In tale contesto, anche le funzioni del board hanno subito un progressivo mutamento. Nell’attuale realtà socio-economica, il consiglio di amministrazione diviene accentratore di una pluralità di interessi, che vede nel perseguimento del successo sostenibile dell’emittente la propria direttrice fondamentale. Ne deriva una marcata accentuazione della funzione collegiale dell’organo amministrativo, che si riflette anche sui processi di selezione dei candidati. La nomina del nuovo board, lungi dall’essere un mero “affare tra soci”, vede pertanto nell’organo amministrativo uno degli attori principali e la circostanza che quest’ultimo presenti una propria lista di candidati rappresenta un naturale esito delle dinamiche che ne guidano l’agire.

 

Alla luce di tali circostanze, la Legge, con l’introduzione del nuovo art. 147-ter TUF, stabilisce che, gli emittenti che intendano riconoscere al CdA uscente la facoltà di presentare una lista per la nomina del nuovo organo amministrativo, dovranno adeguare i propri statuti in modo da consentire tale possibilità a decorrere dalla prima assemblea convocata per una data successiva al 1° gennaio 2025.

 

Il CdA uscente delibererà sulla presentazione della lista con il voto favorevole dei 2/3 dei suoi componenti. Lista, questa, che dovrà presentare un numero di candidati pari al numero dei componenti da eleggere maggiorato di 1/3 e dovrà essere depositata e resa pubblica almeno 40 giorni prima rispetto alla data dell’assemblea convocata per deliberare sulla nomina dell’organo amministrativo.


Se la lista del CdA uscente ha ottenuto il maggior numero di preferenze, da quest'ultima è tratto, in base al numero di ordine progressivo con il quale i candidati sono elencati, il numero dei consiglieri ad essa spettanti con le seguenti modalità:

 

  1. L’assemblea procede a un’ulteriore votazione individuale su ogni singolo candidato;

  2. i candidati sono ordinati sulla base del numero di voti da ciascuno di essi ottenuto dal più alto al più basso;

  3. risulteranno eletti i candidati che abbiano ottenuto i maggiori suffragi, in ragione dei posti da assegnare;

  4. in caso di parità tra candidati si procede in base all'ordine progressivo con il quale i medesimi sono elencati nella lista.
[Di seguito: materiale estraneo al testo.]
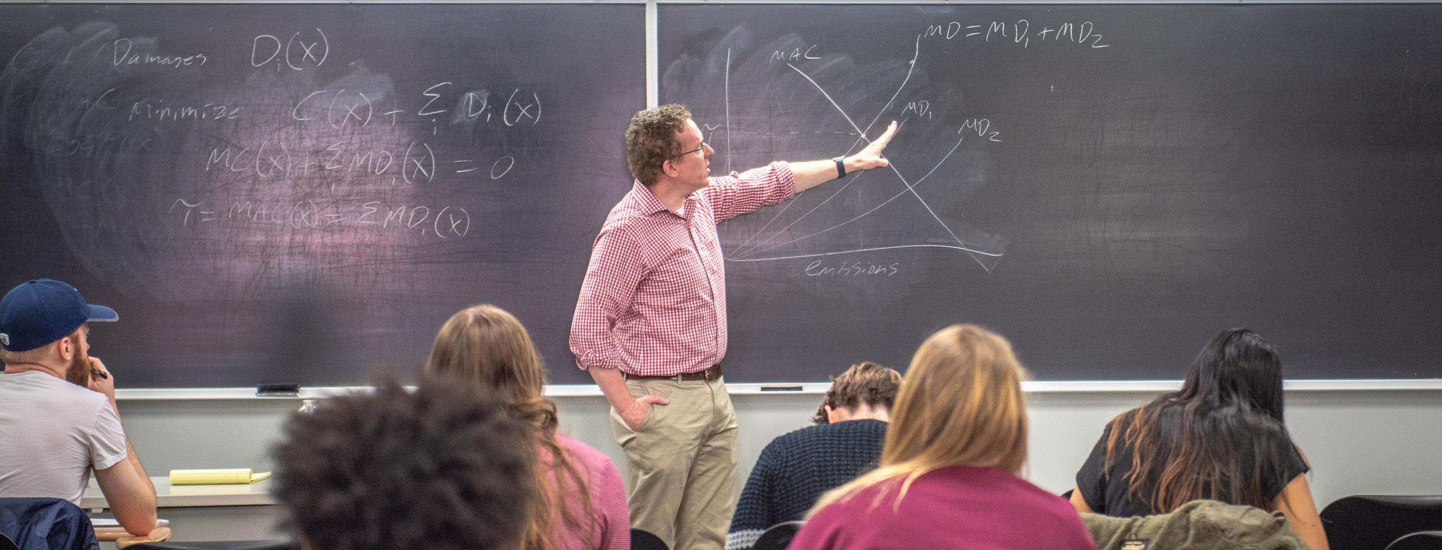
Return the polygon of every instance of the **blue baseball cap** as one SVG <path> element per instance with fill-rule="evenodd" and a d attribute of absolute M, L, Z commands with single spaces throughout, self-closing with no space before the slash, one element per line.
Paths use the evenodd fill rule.
<path fill-rule="evenodd" d="M 69 335 L 85 321 L 115 320 L 115 310 L 85 304 L 75 287 L 55 279 L 26 281 L 0 299 L 0 346 L 33 350 Z"/>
Viene pur sempre fatta salva la rappresentanza delle minoranze all’interno dell’organo amministrativo prevedendo che almeno uno dei componenti del CdA sarà espressione della lista di minoranza che abbia ottenuto il maggior numero di voti e che non risulti in alcun modo collegata con i soci che hanno presentato o votato la lista prima per numero di voti e questo in ragione di quanto è statuito dai commi 3 e 4 dell’art. 147-ter TUF.

 

Con le introduzioni normative appena descritte si è voluto quindi formalmente riconoscere all’organo amministrativo un ruolo centrale nella conduzione dell’ente che questo è chiamato ad amministrare, soprattutto nella prospettiva della continuazione della vita operativa di società sempre più spesso partecipate da soggetti estranei alla loro gestione.